The regulation finalizes the original start date of October 1, 2013 for the initial open enrollment.
But the Washington Analysis analysts said that HHS extended the effective close date to March 31, 2014 in what they see as a a positive development for insurers.
At the same time, exchanges must be either approved or conditionally approved by January 1, 2013, they said.
In keeping with the proposed rule, states able to demonstrate that their exchange is likely to be operationally viable by the initial open enrollment period will be eligible for conditional approval prior to January 1, 2013, the analysts said.
States failing to do so by that point will see HHS establish an exchange for them, the analysts said.
In recognition of this short timeframe, HHS has not pursued calls for public comment periods for state exchange applications, or so-called “exchange blueprints.”
States seeking to establish an exchange after this time must have an approved or conditionally approved exchange in place at least 12 months prior to the first effective date of coverage, or January 1 of the prior year.
One legal analysis said that a “notable change” from the proposed rules permits agents and brokers to enroll qualified individuals in QHPs through private agent/broker websites.
If a website of an agent or broker is used to complete the QHP selection, the website must meet certain minimum requirements.
The private website must: meet all disclosure standards and QHP display requirements regarding standardized comparison information and accessibility (e.g., plain language and accessible, timely disclosures), provide consumers the ability to view all QHPs offered through the exchange; not provide financial incentives, such as rebates or giveaways; and display all QHP data provided by the exchange, these lawyers say.
The private website must also maintain audit trails and records in an electronic format for a minimum of 10 years; and provide consumers with the ability to withdraw from the process and use the exchange website instead at any time.
These lawyers note that all agents and brokers enrolling qualified individuals in QHPs or assisting individuals applying for advance payments of the premium tax credit and cost-sharing reductions must enter into and abide by an agreement with the exchange.
At a minimum, the lawyers say, the agreement must require agents and brokers to register with the exchange in advance of enrolling any individuals in QHPs; receive training regarding the range of QHP options and insurance affordability programs; and comply with the Exchange’s privacy and security standards.
Agents and brokers enrolling or assisting individuals through the exchange must comply with all state laws related to agents and brokers, including laws related to confidentiality and conflicts of interest, these lawyers said.
Regarding the much-maligned Navigator program, a separate and distinct mechanism for providing education and assistance concerning the Exchanges, the final rule specifies that states may select licensed agents and brokers to serve as Navigators, one legal analysis says.
The exchanges are required to establish standards designed to prevent, minimize and mitigate any conflicts of interest that may exist for Navigators.

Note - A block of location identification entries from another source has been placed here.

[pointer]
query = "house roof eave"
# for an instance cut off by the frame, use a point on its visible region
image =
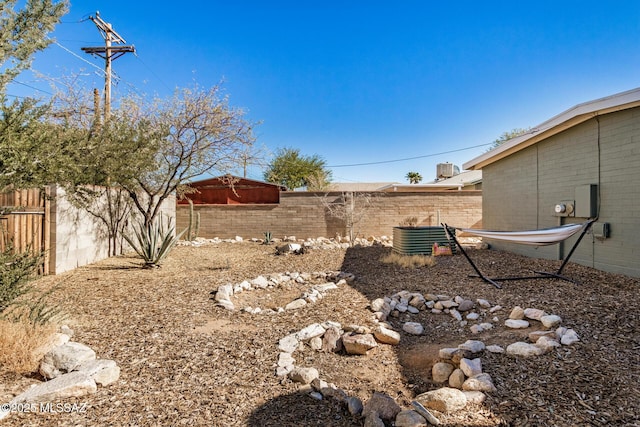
(565, 120)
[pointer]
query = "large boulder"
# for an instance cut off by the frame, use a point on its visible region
(444, 399)
(65, 358)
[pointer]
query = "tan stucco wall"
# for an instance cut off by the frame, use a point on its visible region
(76, 237)
(303, 215)
(520, 191)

This analysis said that, according to the Final Rule, an agent or broker that participates as a Navigator would be precluded from accepting commissions or other payments from an insurer for enrolling companies or employees in exchange plans (although this prohibition does not extend to compensation received for activities associated with plans outside the exchange).

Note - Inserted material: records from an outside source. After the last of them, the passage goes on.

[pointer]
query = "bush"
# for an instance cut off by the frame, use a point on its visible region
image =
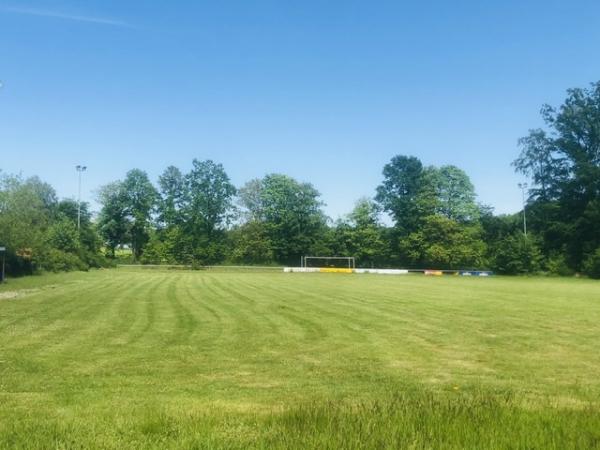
(591, 266)
(557, 265)
(58, 261)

According to this analysis, Navigators will presumably be compensated through exchange grants but the final rule does not offer relevant specifics as to how the grant programs will operate or what the payments will be.
Therefore, this analysis cautions, “it is still an open question whether it would make sense, as an economic proposition, for agents and brokers to become Navigators.”
This analysis said the provisions in the final rule “solidify the concept that a state can involve agents and brokers in the Exchange framework if a state so chooses,” and any further decisions or requirements for agent/broker participation in the exchanges will be made at the state level.